Centro de um texto sem centro, núcleo da escrita móvel de Benjamin, Berlim abre-se ao leitor dessa Crônica como um dia teria se aberto, cheia de mistérios, fulgurações e fantasmagorias, aos olhos e aos ouvidos da criança que passeou pelas suas ruas. As imagens deslocadas, os sons mais insignificantes são recuperados no texto, que se volta quase sempre para cenas da vida comum. São nelas, nessas cenas – nas visitas à casa da avó, nas manhãs de compras, na frequentação dos parques e do Zoo, na rotina e na arquitetura interior dos cafés – que o espaço se revela de fato. A cidade é como um organismo vivo – como a própria memória: cresce e modifica-se permanentemente, desfigura-se. Também pode, em certo sentido, desaparecer. A cidade-livro, que se deixa ler e que demanda ser escrita continuamente.
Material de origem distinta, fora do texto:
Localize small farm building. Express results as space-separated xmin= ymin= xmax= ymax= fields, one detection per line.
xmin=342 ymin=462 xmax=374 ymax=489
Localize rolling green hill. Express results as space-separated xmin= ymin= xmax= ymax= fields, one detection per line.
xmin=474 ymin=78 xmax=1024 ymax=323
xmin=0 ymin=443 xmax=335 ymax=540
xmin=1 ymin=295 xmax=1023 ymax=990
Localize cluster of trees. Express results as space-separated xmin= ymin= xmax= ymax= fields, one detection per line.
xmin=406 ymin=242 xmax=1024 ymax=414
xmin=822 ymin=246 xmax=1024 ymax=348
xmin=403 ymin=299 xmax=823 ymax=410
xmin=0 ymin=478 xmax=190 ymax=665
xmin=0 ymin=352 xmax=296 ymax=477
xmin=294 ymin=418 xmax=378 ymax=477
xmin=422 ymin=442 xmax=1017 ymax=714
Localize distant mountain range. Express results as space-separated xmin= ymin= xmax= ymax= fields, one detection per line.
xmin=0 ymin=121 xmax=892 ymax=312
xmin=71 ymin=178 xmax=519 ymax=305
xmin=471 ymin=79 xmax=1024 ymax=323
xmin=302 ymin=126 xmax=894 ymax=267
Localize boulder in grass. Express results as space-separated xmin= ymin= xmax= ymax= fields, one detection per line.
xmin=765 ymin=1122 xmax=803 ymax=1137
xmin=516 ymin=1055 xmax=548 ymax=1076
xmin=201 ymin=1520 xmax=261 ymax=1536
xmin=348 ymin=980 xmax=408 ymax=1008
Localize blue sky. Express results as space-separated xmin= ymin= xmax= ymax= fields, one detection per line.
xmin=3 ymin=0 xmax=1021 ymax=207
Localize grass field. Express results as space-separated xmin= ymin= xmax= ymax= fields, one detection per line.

Para Benjamin, Berlim é como um palimpsesto (para retomar a hipótese freudiana sobre o funcionamento da memória): camadas de tempo e de vivências se acumulam e sobrepõem. As ruínas da cidade da infância estão soterradas sobre a nova capital que a Grande Guerra, as crises e catástrofes construíram. A Crônica, escrita de modo descontínuo, é capaz de absorver e transformar em princípio estilístico as disjunções da História. Pela escrita, estilhaços de tempos e espaços distintos se sobrepõem na cidade, que passa a existir, no texto, não como documento ou testemunho apenas, mas sob o signo do sonho e da invenção – Paris projeta-se sobre Berlim, as andanças atuais do escritor na cidade estrangeira dobram-se sobre os passos pregressos da criança e do adolescente. As formas da condensação e do deslocamento presidem a tarefa da rememoração. A cidade é estranha e familiar. É casa e exílio.
Os fragmentos escritos pelo autor sobre a cidade assemelham-se, em muitos momentos, ao que ele definiu em outro lugar como “imagens do pensamento”. Rasgos impressivos deixados pela vivência em Berlim metamorfoseiam-se em instantâneos reflexivos, imagens-síntese que, no entanto, não fixam o sentido. Escandem as recordações ao apresentá-las sob a forma paradoxal do tempo espacializado. Benjamin anota: “a lembrança não é um instrumento de exploração do passado, mas seu palco”. Os quadros do passado desfilam no presente da escrita – perdem a sua grandeza monumental e seu ar sagrado, transformam-se em “iluminação repentina”, como se “um pó de magnésio ardente” acendesse sobre cenas perdidas uma chama capaz de as incendiar por dentro, fazendo com que permitam, desse modo, ver as coisas, o mundo, novamente com intensidade.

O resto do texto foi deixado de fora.